I’ve told of how Styx’ was my first concert. Of course, that post was more of a concert shirt post as opposed to a Styx post.

It was spring, ’83, when Styx announced their Kilroy Was Here tour and a mere thirteen dollars secured me a ticket. I did have to allay the concerns of my mom who had read a newspaper article rehashing the controversy surrounding the band’s song Snowblind – backwards masking on the song had drawn Christian wing nuts out to declare the song and band Satanic.

My mom, while not overly religious, frowned on Satanism.

(more importantly, wrap your head around Styx, the band that brought us Babe, being thought by some to be in league with the devil)

In June, my pyromaniac friend Kurt and I climbed into his older brother’s Ford Fairlaine and headed to The City. As neither Kurt nor I had our licenses, we hitched a ride with his brother and two of his friends.

I seem to recall some tension heading to the show. I think the pyro’s brother got us lost. I feared missing the beginning of the show – no opening act but a fifteen-minute movie setting up the premise of the conceptual piece that was the Kilroy Was Here album.

(there simply would be no following the intricate plotline)

So, I was introduced to the magic of live music by Styx on their Kilroy Was Here tour, one of the most ridiculed musical spectacles of the ‘80s.

I was there and I did buy the shirt (and I wouldn’t be too surprised if I still have it buried somewhere). I don’t even truly remember it aside from the movie.

(I far better remember seeing Rush at my next concert)

Fifteen years later, Styx lead singer Dennis DeYoung was shopping in a record store where I worked. I told him the tale.

He was dressed like someone’s father. I had hair down to the middle of my back and several nose rings.

It was slightly surreal.

Here are some songs I’m sure I was hoping to hear at that show (and, aside from, Mr. Roboto, don’t remember for sure whether they played them or not)…

Styx – Miss America
from The Grand Illusion

The Grand Illusion was the first Styx album I remember listening to repeatedly. We had The Grand Illusion on eight-track in our locker room when I started playing football in junior high.

Guitarist James Young growling Miss America rocked suitably and had a message. At twelve or thirteen, it made me feel like an intellectual.

(it’s deep, man)

Styx – Renegade
from Pieces Of Eight

Renegade was more straightforward. The only meaning to the song was of a desperado on the lam which was exotic as we merely had older, high school guys smoking cigarettes and cruising in Camaros in my hometown.

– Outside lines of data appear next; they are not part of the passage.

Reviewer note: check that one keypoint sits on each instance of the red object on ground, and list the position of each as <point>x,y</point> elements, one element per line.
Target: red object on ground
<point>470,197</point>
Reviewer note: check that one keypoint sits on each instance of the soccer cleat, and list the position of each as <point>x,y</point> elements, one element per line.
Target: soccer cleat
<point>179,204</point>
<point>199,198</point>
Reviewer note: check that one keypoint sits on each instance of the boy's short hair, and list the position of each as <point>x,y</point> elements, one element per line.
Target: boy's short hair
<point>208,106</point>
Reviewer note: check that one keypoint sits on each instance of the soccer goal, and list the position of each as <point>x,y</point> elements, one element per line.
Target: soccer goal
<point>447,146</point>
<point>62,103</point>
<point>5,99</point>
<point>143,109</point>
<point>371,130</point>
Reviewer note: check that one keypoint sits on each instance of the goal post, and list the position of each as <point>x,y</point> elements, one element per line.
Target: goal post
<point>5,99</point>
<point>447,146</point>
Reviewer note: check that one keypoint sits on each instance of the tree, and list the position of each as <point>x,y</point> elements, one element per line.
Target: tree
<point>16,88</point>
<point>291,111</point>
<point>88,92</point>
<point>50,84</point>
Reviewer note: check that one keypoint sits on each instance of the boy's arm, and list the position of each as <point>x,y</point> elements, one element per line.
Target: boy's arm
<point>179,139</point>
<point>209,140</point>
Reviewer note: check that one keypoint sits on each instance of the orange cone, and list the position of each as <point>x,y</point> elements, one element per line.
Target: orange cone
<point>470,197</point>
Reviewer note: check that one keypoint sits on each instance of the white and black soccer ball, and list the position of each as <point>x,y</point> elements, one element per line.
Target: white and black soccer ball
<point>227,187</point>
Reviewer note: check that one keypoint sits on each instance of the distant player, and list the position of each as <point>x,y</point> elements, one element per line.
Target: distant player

I actually met Tommy Shaw, who sang lead on Renegade, backstage, after seeing Styx again when I was older. Like Dennis DeYoung, Shaw seemed like a gracious, affable fellow. I feel kind of bad because I interrupted our conversation. I noticed a girl with a broken foot. I knew her from hanging out at a coffee shop and thought her to be quite fetching.

Adios, Tommy. Hello fetching, broken-footed, coffee-shop girl.

(of course, I would have understood had he done the same)

Styx – Half-Penny, Two-Penny
from Paradise Theater

Paradise Theater was one of the first cassettes I ever owned (I pretty much skipped right past vinyl as a kid) and I played it to the breaking point. Sure, I bought it for the hits I’d heard – The Best Of Times and Too Much Time On My Hands – but I’d repeatedly listen start to finish.

Half-Penny, Two-Penny was near the end of side two and, though I was initially unfamiliar with it, it soon became a favorite.

Styx – Mr. Roboto
from Kilroy Was Here

I suppose Styx was never a hip listening choice and, at the time, Mr. Roboto puzzled even the fans (or perhaps it pained listeners to know that we would soon be under the thumbs of our Japanese overlords).

Then, the song’s use in some television commercials in recent years (and the realization that we would actually end up under the thumbs of Chinese overlords) gave the song a bit of cachet.

As for me, it was Mr. Roboto’s creepy plasticized countenance leered out from the front of the shirt I bought at the show.